On considère que Bernardo Strozzi a commencé à rehausser ses dessins de touches de pastel après son arrivée dans la Serenissima, lorsqu’il a été séduit par les possibilités coloristes de cette technique pratiquée à Venise dans l’atelier des Bassano et largement diffusée ensuite. L’artiste mariait déjà de manière très raffinée la pierre noire et la sanguine dans ses dessins de la période génoise, ainsi dans les études préparatoires pour la pala dei Sordomuti[13]. La technique colorée aux multiples nuances du pastel ne pouvait donc que l’enchanter.
Ces deux dessins dans leur diversité expriment la parfaite adaptation de Bernardo Strozzi à la vie artistique vénitienne.
Catherine LOISEL Paris 3 April 2024
NOTE
[1]Inv. Nr. Z 5497. Pierre noire sur papier bleu passé. L’inventaire après décès de l’artiste en 1644 mentionne un “dissegno del soffitto per lui fatto in chiesa delli incurabili” qui a été rattaché par les historiens à l’un des bozzetti. Daniele Sanguinetti, in Bernardo Strozzi 1582-1644, La conquista del colore a cura di Anna Orlando e Daniele Sanguinetti, Genova, Palazzo Nicolosio Lomellino, 2019, n°33.
[2]Camillo Manzitti, Bernardo Strozzi, Torino, 2013, n° 227-229
[3]Paola Rossi, Francesco Maffei, Milano, 1991, p.10-11 et 185.
[4]Inv. 76617.Bernardo Strozzi 1582-1644, La conquista del colore a cura di Anna Orlando e Daniele Sanguinetti, Genova, Palazzo Nicolosio Lomellino, 2019, n°36, scheda di Daniele Sanguinetti.
[5]Manzitti, 2013, n°230
[6]Manzitti, 2013, °227, inv n.384, 136x 191 cm.

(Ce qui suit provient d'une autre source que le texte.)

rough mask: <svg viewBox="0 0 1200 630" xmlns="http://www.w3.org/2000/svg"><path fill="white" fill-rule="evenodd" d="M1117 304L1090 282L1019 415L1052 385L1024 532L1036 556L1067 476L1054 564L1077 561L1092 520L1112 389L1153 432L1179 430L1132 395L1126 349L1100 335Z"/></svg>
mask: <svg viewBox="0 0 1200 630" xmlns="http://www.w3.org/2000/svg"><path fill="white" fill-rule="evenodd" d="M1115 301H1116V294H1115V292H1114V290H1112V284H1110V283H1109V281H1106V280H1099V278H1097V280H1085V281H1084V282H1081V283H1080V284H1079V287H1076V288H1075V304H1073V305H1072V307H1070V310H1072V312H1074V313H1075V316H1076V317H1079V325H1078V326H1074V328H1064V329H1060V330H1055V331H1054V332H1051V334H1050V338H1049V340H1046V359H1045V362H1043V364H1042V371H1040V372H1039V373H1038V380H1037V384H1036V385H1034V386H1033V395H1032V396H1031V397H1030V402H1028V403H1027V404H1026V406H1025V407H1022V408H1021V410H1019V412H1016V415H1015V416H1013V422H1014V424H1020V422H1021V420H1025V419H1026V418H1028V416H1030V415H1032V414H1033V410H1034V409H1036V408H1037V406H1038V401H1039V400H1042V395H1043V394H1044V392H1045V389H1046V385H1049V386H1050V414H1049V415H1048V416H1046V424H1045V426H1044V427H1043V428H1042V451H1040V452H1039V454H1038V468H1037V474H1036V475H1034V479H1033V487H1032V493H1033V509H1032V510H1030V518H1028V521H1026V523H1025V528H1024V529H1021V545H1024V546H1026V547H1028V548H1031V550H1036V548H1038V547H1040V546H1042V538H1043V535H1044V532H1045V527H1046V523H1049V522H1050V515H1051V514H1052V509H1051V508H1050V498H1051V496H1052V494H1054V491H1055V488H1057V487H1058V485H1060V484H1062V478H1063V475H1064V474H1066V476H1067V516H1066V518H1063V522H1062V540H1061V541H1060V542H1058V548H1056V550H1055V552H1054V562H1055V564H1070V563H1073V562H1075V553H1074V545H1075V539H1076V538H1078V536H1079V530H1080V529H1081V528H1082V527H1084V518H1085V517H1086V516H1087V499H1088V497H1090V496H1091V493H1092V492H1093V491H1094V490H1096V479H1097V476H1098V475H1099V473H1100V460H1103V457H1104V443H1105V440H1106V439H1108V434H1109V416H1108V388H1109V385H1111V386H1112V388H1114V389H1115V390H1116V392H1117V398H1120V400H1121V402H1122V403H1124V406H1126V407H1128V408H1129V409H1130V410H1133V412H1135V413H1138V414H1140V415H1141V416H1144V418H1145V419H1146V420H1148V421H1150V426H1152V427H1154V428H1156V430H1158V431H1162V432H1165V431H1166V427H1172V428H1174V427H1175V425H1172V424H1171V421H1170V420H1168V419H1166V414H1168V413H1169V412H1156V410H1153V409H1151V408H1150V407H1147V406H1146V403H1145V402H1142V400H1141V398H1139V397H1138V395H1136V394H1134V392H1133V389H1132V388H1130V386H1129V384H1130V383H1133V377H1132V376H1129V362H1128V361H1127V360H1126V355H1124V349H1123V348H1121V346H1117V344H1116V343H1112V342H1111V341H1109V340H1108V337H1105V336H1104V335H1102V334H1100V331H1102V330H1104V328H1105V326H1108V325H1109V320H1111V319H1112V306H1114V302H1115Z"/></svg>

[7]Manzitti,2013, n°228, 127×190 cm.
[8] Anna Orlando in Bernardo Strozzi, 2019, n°35, scheda di Anna Orlando.
[9]Inv. II/ 1441, annotation à la plume encre brune: S 4 ?. Collection Schloss Fachsenfeld, marque en rouge.
[10]Manzitti,2013, n°68
[11]Manzitti, 2013, n°183
[12]Manzitti, 2013, n°274
[13]Piero Boccardo in Bernardo Strozzi, 1995, n°99 et 100.